Full and Latest version of the proposal is on gist: NNNN-String-Encoding-Names.md · GitHub
IANA Character Set Names
- Proposal: Not assigned yet
- Author(s): YOCKOW
- Review Manager: TBD
- Status: Pitch
- Implementation: apple/swift-foundation#915
- Review: (Pitch)
Introduction
This proposal lets String.Encoding
be converted to/from the name of IANA Character Set.
For example:
print(String.Encoding.utf8.ianaCharacterSetName!) // Prints "utf-8"
print(String.Encoding(ianaCharacterSetName: "ISO-10646-UCS-4")! == .utf32) // Prints "true"
Motivation
The names for string encodings officially published by IANA registry are commonly used certainly in computer networking and in other areas.
You will often find them, for example, in HTTP headers such as Content-Type: text/plain; charset=UTF-8
("UTF-8" is the one). You will also find them in XML documents such as <?xml version="1.0" encoding="Shift_JIS" ?>
("Shift_JIS" is the one).
As a natural consequence, it is necessary to parse and to generate the names of "charset", for example, when you generate/receive HTTP response.
Current solution
Swift is missing such APIs, therefore we have to use functions defined in CoreFoundation
described as below.
String.Encoding
→ Name
let encoding: String.Encoding = ...
// 1. Convert `String.Encoding` value to the `CFStringEncoding` value.
// NOTE: The raw value of `String.Encoding` is the same with the value of `NSStringEncoding`,
// while it is not equal to the value of `CFStringEncoding`.
let cfStrEncValue: CFStringEncoding = CFStringConvertNSStringEncodingToEncoding(encoding.rawValue)
// 2. Convert it to the name where its type is `CFString?`
let cfStrEncName: CFString? = CFStringConvertEncodingToIANACharSetName(cfStrEncValue)
// 3. Convert `CFString` to Swift's `String`.
// NOTE: Unfortunately they can not be implicitly casted on Linux.
let charsetName: String? = cfStrEncName.flatMap {
let bufferSize = CFStringGetMaximumSizeForEncoding(
CFStringGetLength($0),
134217984 // utf-8
) + 1
let buffer = UnsafeMutablePointer<CChar>.allocate(capacity: bufferSize)
defer {
buffer.deallocate()
}
guard CFStringGetCString($0, buffer, bufferSize, 134217984) else {
return nil
}
return String(utf8String: buffer)
}
Name → String.Encoding
let charsetName: String = ...
// 1. Convert `String` to `CFString`
let cfStrEncName: CFString = charsetName.withCString { (cString: UnsafePointer<CChar>) -> CFString in
return CFStringCreateWithCString(nil, cString, 134217984)
}
// 2. Convert it to `CFStringEncoding`
let cfStrEncValue: CFStringEncoding = CFStringConvertIANACharSetNameToEncoding(cfStrEncName)
// 3. Check whether or not it's valid
guard cfStrEncValue != kCFStringEncodingInvalidId else {
fatalError("Invalid Name.")
}
// 4. Convert `CFStringEncoding` value to `String.Encoding` value
let encoding = String.Encoding(rawValue: CFStringConvertEncodingToNSStringEncoding(cfStrEncValue))
What's the problem of current solution?
- It is complicated to use multiple CF-functions to get a simple value.
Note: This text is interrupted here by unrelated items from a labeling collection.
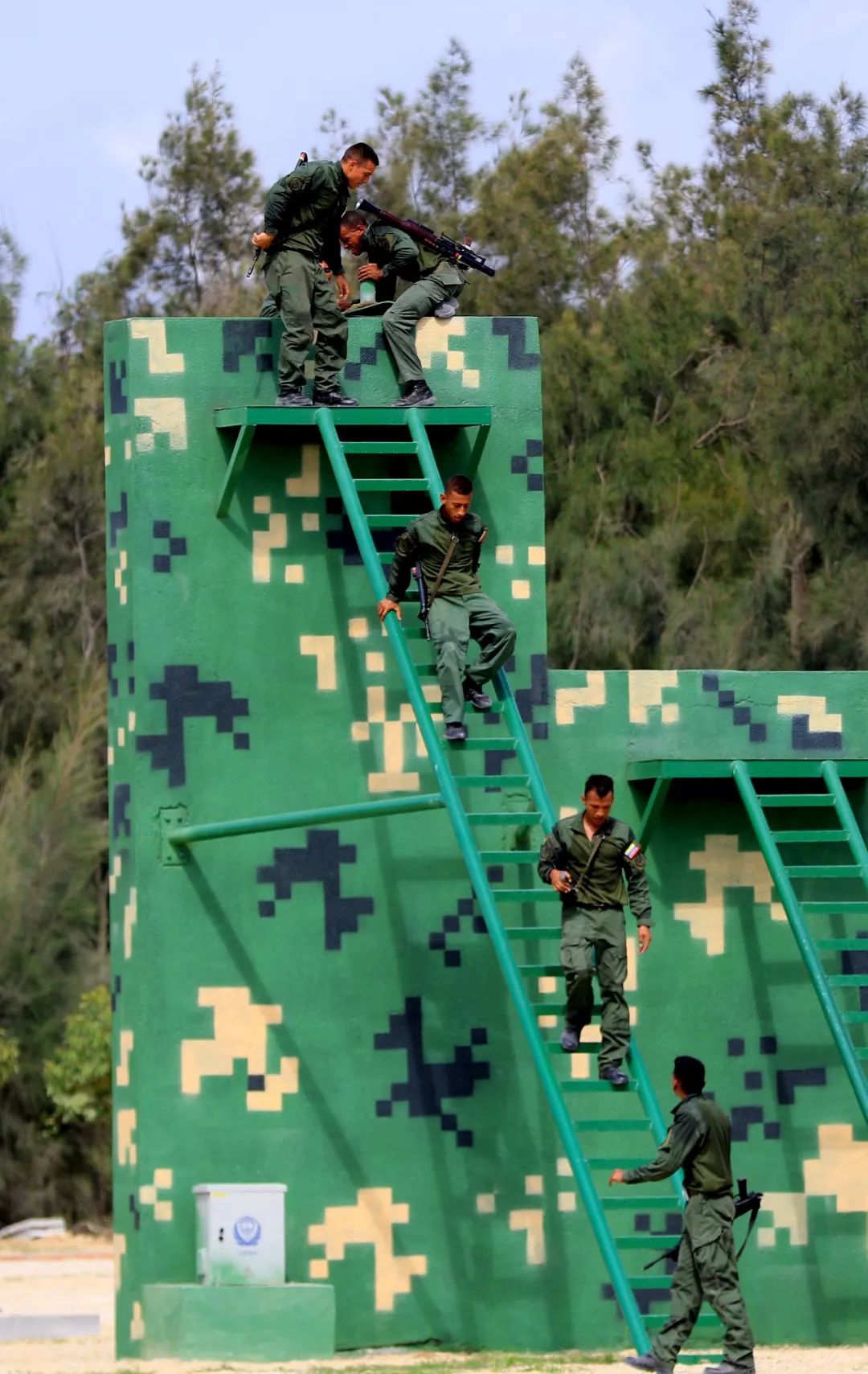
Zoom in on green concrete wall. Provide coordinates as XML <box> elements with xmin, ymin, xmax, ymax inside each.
<box><xmin>106</xmin><ymin>318</ymin><xmax>868</xmax><ymax>1356</ymax></box>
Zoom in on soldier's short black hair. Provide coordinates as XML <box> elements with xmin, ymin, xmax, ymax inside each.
<box><xmin>444</xmin><ymin>473</ymin><xmax>474</xmax><ymax>496</ymax></box>
<box><xmin>341</xmin><ymin>143</ymin><xmax>379</xmax><ymax>167</ymax></box>
<box><xmin>673</xmin><ymin>1054</ymin><xmax>705</xmax><ymax>1093</ymax></box>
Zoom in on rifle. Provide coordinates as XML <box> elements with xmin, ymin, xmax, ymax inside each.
<box><xmin>356</xmin><ymin>195</ymin><xmax>494</xmax><ymax>277</ymax></box>
<box><xmin>643</xmin><ymin>1179</ymin><xmax>762</xmax><ymax>1269</ymax></box>
<box><xmin>413</xmin><ymin>564</ymin><xmax>432</xmax><ymax>639</ymax></box>
<box><xmin>244</xmin><ymin>153</ymin><xmax>308</xmax><ymax>277</ymax></box>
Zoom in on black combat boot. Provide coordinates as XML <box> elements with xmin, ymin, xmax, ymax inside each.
<box><xmin>313</xmin><ymin>386</ymin><xmax>358</xmax><ymax>409</ymax></box>
<box><xmin>391</xmin><ymin>382</ymin><xmax>436</xmax><ymax>411</ymax></box>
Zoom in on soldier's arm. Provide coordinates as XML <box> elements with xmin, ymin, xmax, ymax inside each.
<box><xmin>387</xmin><ymin>525</ymin><xmax>419</xmax><ymax>602</ymax></box>
<box><xmin>537</xmin><ymin>829</ymin><xmax>567</xmax><ymax>882</ymax></box>
<box><xmin>620</xmin><ymin>830</ymin><xmax>653</xmax><ymax>926</ymax></box>
<box><xmin>620</xmin><ymin>1113</ymin><xmax>707</xmax><ymax>1183</ymax></box>
<box><xmin>380</xmin><ymin>234</ymin><xmax>420</xmax><ymax>281</ymax></box>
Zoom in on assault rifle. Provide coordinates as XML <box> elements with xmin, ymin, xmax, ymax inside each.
<box><xmin>356</xmin><ymin>195</ymin><xmax>494</xmax><ymax>277</ymax></box>
<box><xmin>244</xmin><ymin>153</ymin><xmax>308</xmax><ymax>277</ymax></box>
<box><xmin>643</xmin><ymin>1179</ymin><xmax>762</xmax><ymax>1269</ymax></box>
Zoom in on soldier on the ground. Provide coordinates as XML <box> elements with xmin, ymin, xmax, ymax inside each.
<box><xmin>341</xmin><ymin>210</ymin><xmax>465</xmax><ymax>409</ymax></box>
<box><xmin>608</xmin><ymin>1054</ymin><xmax>754</xmax><ymax>1374</ymax></box>
<box><xmin>252</xmin><ymin>143</ymin><xmax>379</xmax><ymax>405</ymax></box>
<box><xmin>537</xmin><ymin>773</ymin><xmax>651</xmax><ymax>1089</ymax></box>
<box><xmin>376</xmin><ymin>473</ymin><xmax>515</xmax><ymax>744</ymax></box>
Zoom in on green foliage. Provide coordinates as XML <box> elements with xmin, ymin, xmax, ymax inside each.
<box><xmin>45</xmin><ymin>986</ymin><xmax>111</xmax><ymax>1126</ymax></box>
<box><xmin>0</xmin><ymin>1027</ymin><xmax>21</xmax><ymax>1089</ymax></box>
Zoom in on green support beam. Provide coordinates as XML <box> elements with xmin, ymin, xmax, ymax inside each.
<box><xmin>166</xmin><ymin>793</ymin><xmax>444</xmax><ymax>847</ymax></box>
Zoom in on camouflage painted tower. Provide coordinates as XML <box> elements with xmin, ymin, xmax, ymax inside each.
<box><xmin>106</xmin><ymin>318</ymin><xmax>868</xmax><ymax>1359</ymax></box>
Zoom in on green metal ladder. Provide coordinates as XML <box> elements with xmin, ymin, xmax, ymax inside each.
<box><xmin>732</xmin><ymin>760</ymin><xmax>868</xmax><ymax>1122</ymax></box>
<box><xmin>316</xmin><ymin>409</ymin><xmax>719</xmax><ymax>1360</ymax></box>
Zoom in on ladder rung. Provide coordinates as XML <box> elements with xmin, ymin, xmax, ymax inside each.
<box><xmin>772</xmin><ymin>830</ymin><xmax>847</xmax><ymax>845</ymax></box>
<box><xmin>496</xmin><ymin>888</ymin><xmax>560</xmax><ymax>901</ymax></box>
<box><xmin>600</xmin><ymin>1192</ymin><xmax>678</xmax><ymax>1212</ymax></box>
<box><xmin>481</xmin><ymin>846</ymin><xmax>540</xmax><ymax>868</ymax></box>
<box><xmin>559</xmin><ymin>1079</ymin><xmax>636</xmax><ymax>1093</ymax></box>
<box><xmin>452</xmin><ymin>773</ymin><xmax>530</xmax><ymax>791</ymax></box>
<box><xmin>585</xmin><ymin>1155</ymin><xmax>653</xmax><ymax>1165</ymax></box>
<box><xmin>573</xmin><ymin>1117</ymin><xmax>651</xmax><ymax>1132</ymax></box>
<box><xmin>800</xmin><ymin>901</ymin><xmax>868</xmax><ymax>917</ymax></box>
<box><xmin>785</xmin><ymin>863</ymin><xmax>862</xmax><ymax>878</ymax></box>
<box><xmin>343</xmin><ymin>438</ymin><xmax>417</xmax><ymax>453</ymax></box>
<box><xmin>366</xmin><ymin>511</ymin><xmax>422</xmax><ymax>529</ymax></box>
<box><xmin>465</xmin><ymin>735</ymin><xmax>517</xmax><ymax>754</ymax></box>
<box><xmin>616</xmin><ymin>1237</ymin><xmax>682</xmax><ymax>1247</ymax></box>
<box><xmin>465</xmin><ymin>810</ymin><xmax>542</xmax><ymax>818</ymax></box>
<box><xmin>349</xmin><ymin>477</ymin><xmax>428</xmax><ymax>494</ymax></box>
<box><xmin>643</xmin><ymin>1313</ymin><xmax>723</xmax><ymax>1324</ymax></box>
<box><xmin>814</xmin><ymin>936</ymin><xmax>868</xmax><ymax>950</ymax></box>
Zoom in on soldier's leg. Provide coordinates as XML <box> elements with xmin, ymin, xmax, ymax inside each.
<box><xmin>560</xmin><ymin>911</ymin><xmax>593</xmax><ymax>1036</ymax></box>
<box><xmin>383</xmin><ymin>275</ymin><xmax>452</xmax><ymax>385</ymax></box>
<box><xmin>312</xmin><ymin>262</ymin><xmax>349</xmax><ymax>392</ymax></box>
<box><xmin>595</xmin><ymin>911</ymin><xmax>630</xmax><ymax>1069</ymax></box>
<box><xmin>265</xmin><ymin>252</ymin><xmax>314</xmax><ymax>394</ymax></box>
<box><xmin>651</xmin><ymin>1235</ymin><xmax>702</xmax><ymax>1364</ymax></box>
<box><xmin>428</xmin><ymin>597</ymin><xmax>469</xmax><ymax>725</ymax></box>
<box><xmin>694</xmin><ymin>1225</ymin><xmax>754</xmax><ymax>1370</ymax></box>
<box><xmin>465</xmin><ymin>593</ymin><xmax>515</xmax><ymax>687</ymax></box>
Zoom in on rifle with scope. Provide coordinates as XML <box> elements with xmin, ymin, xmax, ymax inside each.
<box><xmin>643</xmin><ymin>1179</ymin><xmax>762</xmax><ymax>1269</ymax></box>
<box><xmin>244</xmin><ymin>153</ymin><xmax>308</xmax><ymax>277</ymax></box>
<box><xmin>356</xmin><ymin>195</ymin><xmax>494</xmax><ymax>277</ymax></box>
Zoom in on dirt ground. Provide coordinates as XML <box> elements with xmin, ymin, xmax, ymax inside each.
<box><xmin>0</xmin><ymin>1237</ymin><xmax>868</xmax><ymax>1374</ymax></box>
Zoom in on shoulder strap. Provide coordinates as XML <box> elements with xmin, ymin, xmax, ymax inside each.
<box><xmin>428</xmin><ymin>535</ymin><xmax>459</xmax><ymax>606</ymax></box>
<box><xmin>573</xmin><ymin>830</ymin><xmax>608</xmax><ymax>896</ymax></box>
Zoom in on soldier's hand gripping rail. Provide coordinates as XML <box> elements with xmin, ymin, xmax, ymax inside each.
<box><xmin>356</xmin><ymin>195</ymin><xmax>494</xmax><ymax>277</ymax></box>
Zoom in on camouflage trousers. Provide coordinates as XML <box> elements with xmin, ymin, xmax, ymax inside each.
<box><xmin>653</xmin><ymin>1196</ymin><xmax>754</xmax><ymax>1370</ymax></box>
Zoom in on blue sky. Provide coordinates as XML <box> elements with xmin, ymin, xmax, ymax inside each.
<box><xmin>0</xmin><ymin>0</ymin><xmax>868</xmax><ymax>334</ymax></box>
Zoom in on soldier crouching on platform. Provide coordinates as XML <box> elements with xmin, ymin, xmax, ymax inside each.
<box><xmin>252</xmin><ymin>143</ymin><xmax>379</xmax><ymax>405</ymax></box>
<box><xmin>341</xmin><ymin>210</ymin><xmax>467</xmax><ymax>409</ymax></box>
<box><xmin>608</xmin><ymin>1054</ymin><xmax>754</xmax><ymax>1374</ymax></box>
<box><xmin>376</xmin><ymin>473</ymin><xmax>515</xmax><ymax>744</ymax></box>
<box><xmin>537</xmin><ymin>773</ymin><xmax>651</xmax><ymax>1089</ymax></box>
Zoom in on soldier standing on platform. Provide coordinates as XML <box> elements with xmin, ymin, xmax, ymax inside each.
<box><xmin>247</xmin><ymin>143</ymin><xmax>379</xmax><ymax>405</ymax></box>
<box><xmin>341</xmin><ymin>210</ymin><xmax>467</xmax><ymax>409</ymax></box>
<box><xmin>608</xmin><ymin>1054</ymin><xmax>754</xmax><ymax>1374</ymax></box>
<box><xmin>537</xmin><ymin>773</ymin><xmax>651</xmax><ymax>1089</ymax></box>
<box><xmin>376</xmin><ymin>473</ymin><xmax>515</xmax><ymax>744</ymax></box>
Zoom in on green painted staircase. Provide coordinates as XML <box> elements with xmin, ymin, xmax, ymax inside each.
<box><xmin>732</xmin><ymin>760</ymin><xmax>868</xmax><ymax>1122</ymax></box>
<box><xmin>306</xmin><ymin>409</ymin><xmax>719</xmax><ymax>1360</ymax></box>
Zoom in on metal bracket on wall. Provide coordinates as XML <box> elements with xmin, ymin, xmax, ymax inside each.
<box><xmin>157</xmin><ymin>805</ymin><xmax>190</xmax><ymax>868</ymax></box>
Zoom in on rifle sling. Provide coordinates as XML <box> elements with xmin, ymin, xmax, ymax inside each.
<box><xmin>428</xmin><ymin>535</ymin><xmax>459</xmax><ymax>612</ymax></box>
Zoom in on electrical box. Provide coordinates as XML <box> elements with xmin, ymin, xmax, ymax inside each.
<box><xmin>192</xmin><ymin>1183</ymin><xmax>285</xmax><ymax>1286</ymax></box>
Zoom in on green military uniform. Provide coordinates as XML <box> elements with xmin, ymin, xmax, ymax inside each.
<box><xmin>538</xmin><ymin>812</ymin><xmax>651</xmax><ymax>1069</ymax></box>
<box><xmin>389</xmin><ymin>507</ymin><xmax>515</xmax><ymax>725</ymax></box>
<box><xmin>260</xmin><ymin>162</ymin><xmax>349</xmax><ymax>393</ymax></box>
<box><xmin>624</xmin><ymin>1093</ymin><xmax>754</xmax><ymax>1370</ymax></box>
<box><xmin>361</xmin><ymin>223</ymin><xmax>467</xmax><ymax>383</ymax></box>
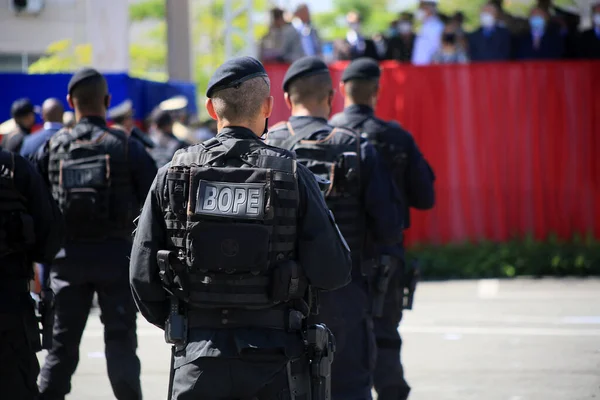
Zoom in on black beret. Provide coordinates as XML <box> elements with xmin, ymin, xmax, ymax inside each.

That's not Swifty.
- CoreFoundation APIs are officially unavailable from Swift on non-Darwin platforms.
Proposed solution
Solution is simple.
We introduce a computed property that returns the name of IANA character set and an initializer that creates an instance from a name as below.
extension String.Encoding {
public var ianaCharacterSetName: String? { get }
public init?(ianaCharacterSetName: String)
}
Detailed design
CF Compatibility
As CF-functions such as CFStringConvertEncodingToIANACharSetName
is widely used, this proposal maintains compatibility with CF-functions.
For example, String.Encoding.utf8.ianaCharacterSetName
returns lowercased "utf-8" rather than "UTF-8" because CFStringConvertEncodingToIANACharSetName(0x08000100 /* kCFStringEncodingUTF8 */ )
returns "utf-8" alike.
Value to Name
Here is a table that shows which value is converted to the specific name.
var ianaCharacterSetName: String? { get }
follows this rule.
[TABLE OMITTED: See gist]
Name to Value
Here is a table that shows which name is converted to the specific value of string encoding type.
init?(ianaCharacterSetName:)
follows this rule case-insensitively.
[TABLE OMITTED: See gist]
Static properties
There are some missing static properties in String.Encoding
that correspond to kCFStringEncoding*
.
In order to make the values of String.Encoding
initialized with init?(ianaCharacterSetName:)
meaningful, we add static properties to String.Encoding
:
[CODE OMITTED: See gist]
Source compatibility
These changes proposed here are only additive, and also designed for maintaining compatibility with CF-functions.
Implications on adoption
This feature can be freely adopted and un-adopted in source code with no deployment constraints and without affecting source compatibility.
Future directions
As one possible case, String.init(data:encoding:)
and string.data(using:)
support natively more string encodings added here.
Alternatives considered
Elide iana
prefix
We may elide iana
prefix from the computed property and the label of the initializer.
However, "Character Set" has historically a different meaning in Foundation
. That is why we should add iana
prefix to CharacterSetName
.